I still like my doubles.  In fact, that old Model 100 SKB has shot about every species of bird I've hunted.  Once in a long while, I will break out the Ruger Red Label O/U I won at the 2009 NSTRA Grand Nationals, just because I like the heft of the thing.  Especially when I'm shooting 3" 4's on pheasant.  But, overall, a nice double gun has the feel that I like....

Saturday, July 2, 2011

Speaking of Snakes

I just vaccinated my pup, CAP.  He was too young last year to administer the vaccine, made by Red Rock Biologic.  He, along with the rest of the pack, will get his booster in 30 days.  That will put them all with peak protection for the Montana trip in September.  Last year, after 20+ years of never seeing a snake, we had several up close and personal encounters with Prairie Rattlers (one of the snakes protected against by this vaccine).  I was darn glad I'd had the foresight to vaccinate.  They say there are too many variables to speak with precision, but the vaccine should make the reaction much less and the recovery shorter.  Good enough for me. 

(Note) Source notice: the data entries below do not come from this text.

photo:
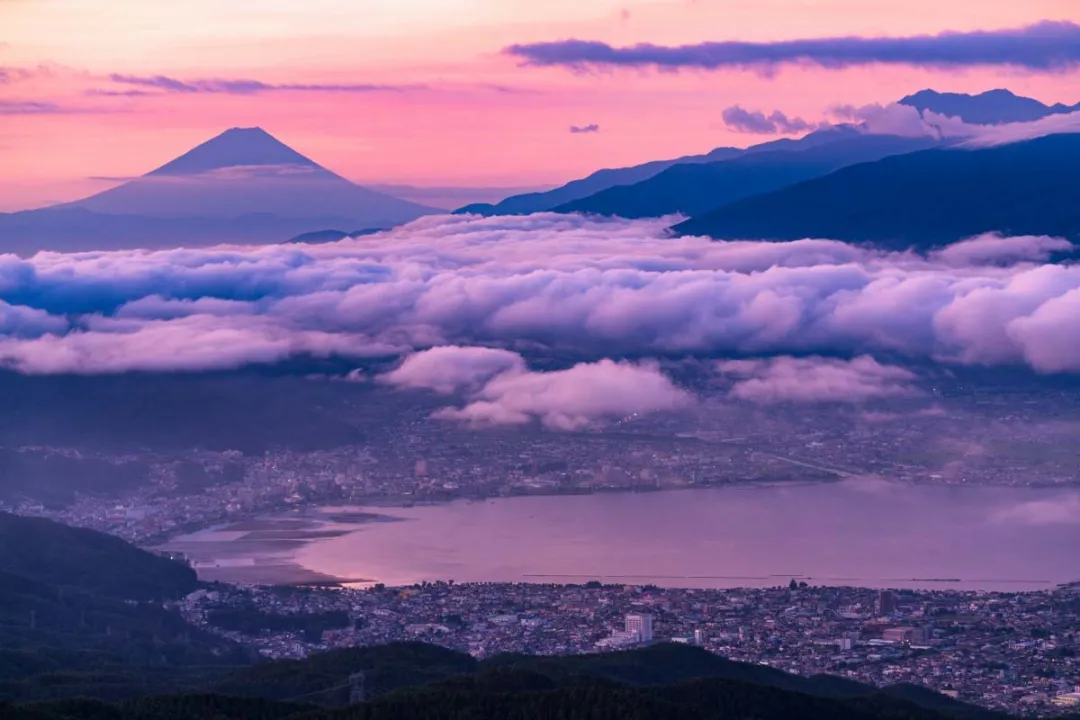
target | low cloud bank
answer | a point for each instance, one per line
(817, 380)
(500, 389)
(595, 287)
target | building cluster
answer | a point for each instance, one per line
(432, 461)
(1016, 652)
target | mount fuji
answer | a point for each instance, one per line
(243, 186)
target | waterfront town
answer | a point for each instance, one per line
(149, 497)
(1015, 652)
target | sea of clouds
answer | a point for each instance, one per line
(461, 298)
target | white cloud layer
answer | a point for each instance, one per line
(788, 379)
(597, 287)
(500, 390)
(895, 119)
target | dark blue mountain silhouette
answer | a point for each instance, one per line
(919, 200)
(692, 189)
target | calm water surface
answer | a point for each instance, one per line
(856, 532)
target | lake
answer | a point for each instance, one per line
(855, 532)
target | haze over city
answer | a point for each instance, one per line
(461, 358)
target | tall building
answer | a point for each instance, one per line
(886, 603)
(639, 625)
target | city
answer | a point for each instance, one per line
(1014, 652)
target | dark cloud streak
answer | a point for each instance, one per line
(241, 86)
(1043, 46)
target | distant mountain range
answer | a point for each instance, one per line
(922, 199)
(846, 184)
(696, 188)
(241, 186)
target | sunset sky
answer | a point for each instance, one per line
(423, 92)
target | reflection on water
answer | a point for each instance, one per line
(855, 532)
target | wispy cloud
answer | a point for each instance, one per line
(593, 127)
(758, 123)
(162, 83)
(42, 108)
(1043, 46)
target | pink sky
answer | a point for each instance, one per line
(481, 120)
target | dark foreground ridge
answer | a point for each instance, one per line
(89, 634)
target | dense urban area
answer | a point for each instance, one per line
(1011, 651)
(955, 436)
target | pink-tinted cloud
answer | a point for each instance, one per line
(756, 122)
(595, 288)
(574, 398)
(451, 369)
(243, 85)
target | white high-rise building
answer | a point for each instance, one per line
(639, 625)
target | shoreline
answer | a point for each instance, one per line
(267, 549)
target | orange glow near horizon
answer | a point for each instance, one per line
(480, 120)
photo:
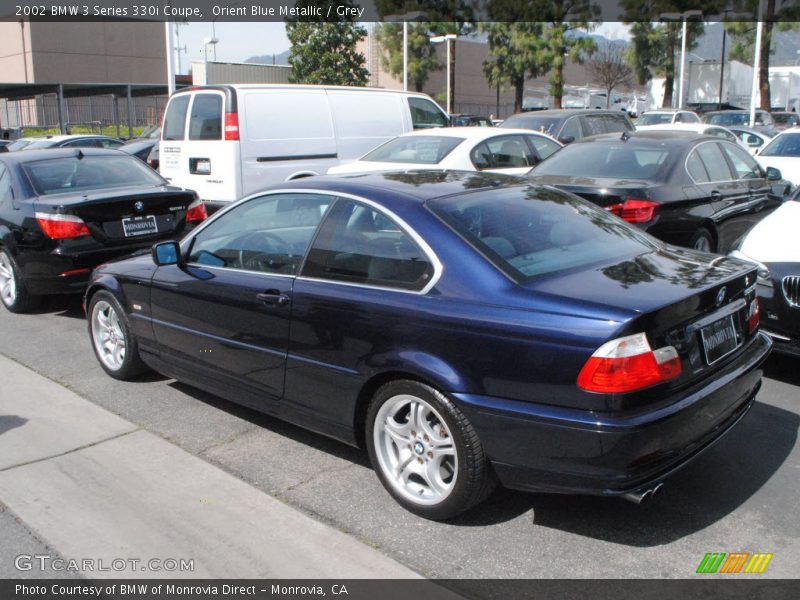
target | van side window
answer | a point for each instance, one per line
(175, 119)
(358, 244)
(206, 120)
(425, 114)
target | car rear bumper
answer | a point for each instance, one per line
(543, 448)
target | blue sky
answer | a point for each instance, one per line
(239, 41)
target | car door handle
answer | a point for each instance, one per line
(274, 297)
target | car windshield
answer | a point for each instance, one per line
(730, 119)
(530, 231)
(612, 159)
(416, 149)
(654, 119)
(534, 122)
(787, 144)
(77, 173)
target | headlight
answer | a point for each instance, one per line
(764, 277)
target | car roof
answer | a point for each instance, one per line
(471, 133)
(12, 158)
(414, 186)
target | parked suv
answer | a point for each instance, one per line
(568, 125)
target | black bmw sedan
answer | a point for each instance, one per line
(65, 211)
(686, 189)
(464, 327)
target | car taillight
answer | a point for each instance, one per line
(60, 227)
(753, 316)
(635, 211)
(196, 212)
(231, 126)
(627, 364)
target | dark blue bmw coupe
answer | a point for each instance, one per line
(465, 328)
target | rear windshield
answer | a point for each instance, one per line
(787, 144)
(421, 150)
(654, 119)
(616, 160)
(547, 125)
(71, 174)
(529, 231)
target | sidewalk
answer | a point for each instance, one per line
(95, 486)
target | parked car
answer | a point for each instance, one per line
(785, 119)
(470, 121)
(71, 141)
(568, 125)
(783, 153)
(752, 139)
(462, 326)
(686, 189)
(229, 141)
(510, 151)
(65, 211)
(773, 244)
(700, 128)
(726, 118)
(666, 116)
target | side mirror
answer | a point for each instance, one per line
(166, 253)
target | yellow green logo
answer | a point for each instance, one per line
(734, 562)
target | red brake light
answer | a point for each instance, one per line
(60, 227)
(753, 315)
(628, 364)
(231, 126)
(635, 211)
(196, 212)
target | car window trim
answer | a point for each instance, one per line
(187, 242)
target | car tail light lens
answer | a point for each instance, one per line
(231, 126)
(196, 212)
(627, 364)
(635, 211)
(60, 227)
(753, 316)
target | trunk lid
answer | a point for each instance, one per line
(124, 215)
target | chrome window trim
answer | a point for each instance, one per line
(438, 268)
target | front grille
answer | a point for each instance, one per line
(791, 290)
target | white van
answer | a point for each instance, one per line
(228, 141)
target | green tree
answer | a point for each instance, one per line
(421, 53)
(743, 36)
(324, 52)
(654, 45)
(514, 48)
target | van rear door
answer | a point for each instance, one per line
(200, 145)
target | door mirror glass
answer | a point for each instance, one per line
(166, 253)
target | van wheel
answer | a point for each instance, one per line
(425, 451)
(13, 292)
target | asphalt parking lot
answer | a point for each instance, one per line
(741, 495)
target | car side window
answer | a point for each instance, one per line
(359, 244)
(714, 162)
(270, 234)
(425, 114)
(205, 122)
(544, 146)
(744, 166)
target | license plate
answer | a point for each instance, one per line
(134, 226)
(719, 339)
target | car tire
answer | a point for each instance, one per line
(702, 241)
(425, 451)
(13, 291)
(113, 342)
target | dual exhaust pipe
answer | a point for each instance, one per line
(643, 495)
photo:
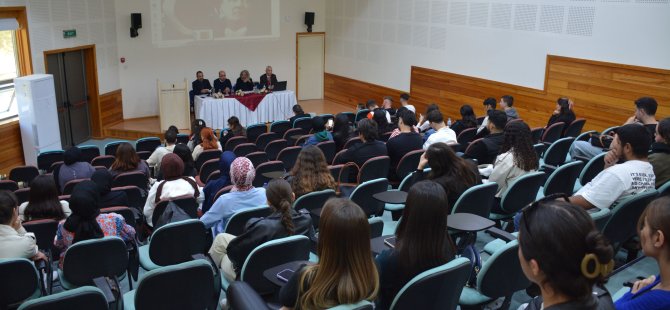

Also, I bought some Turtleskin Total Protection Snake Chaps.  They are so comfortable, I think they will replace the pair of Double Tin Filson Chaps I bought (and have worn since) 1991.  Aside from re-waxing every 4 years and patching with duct tape and denim iron-on patches, they are still looking pretty good.  And they bend in all the right places, that's for sure.  I'm going to keep them around, no doubt.  These Turtleskin Snake Chaps are very lightweight and comfortable and absolutely snake, water and wind proof.  I'm looking forward to trying them out behind a dog in a few months.  (www.uplanders.com). 

I also carry an emergency snake kit with steroids and benedyl and syringes. During the drive to the vet, I would inject the dog to lessen the effects.  I put the kit in a PVC tube and orange painted the ends, so I could find it in a hurry.  I have the instructions written in  Marker in the outside of the tube.  No mistakes.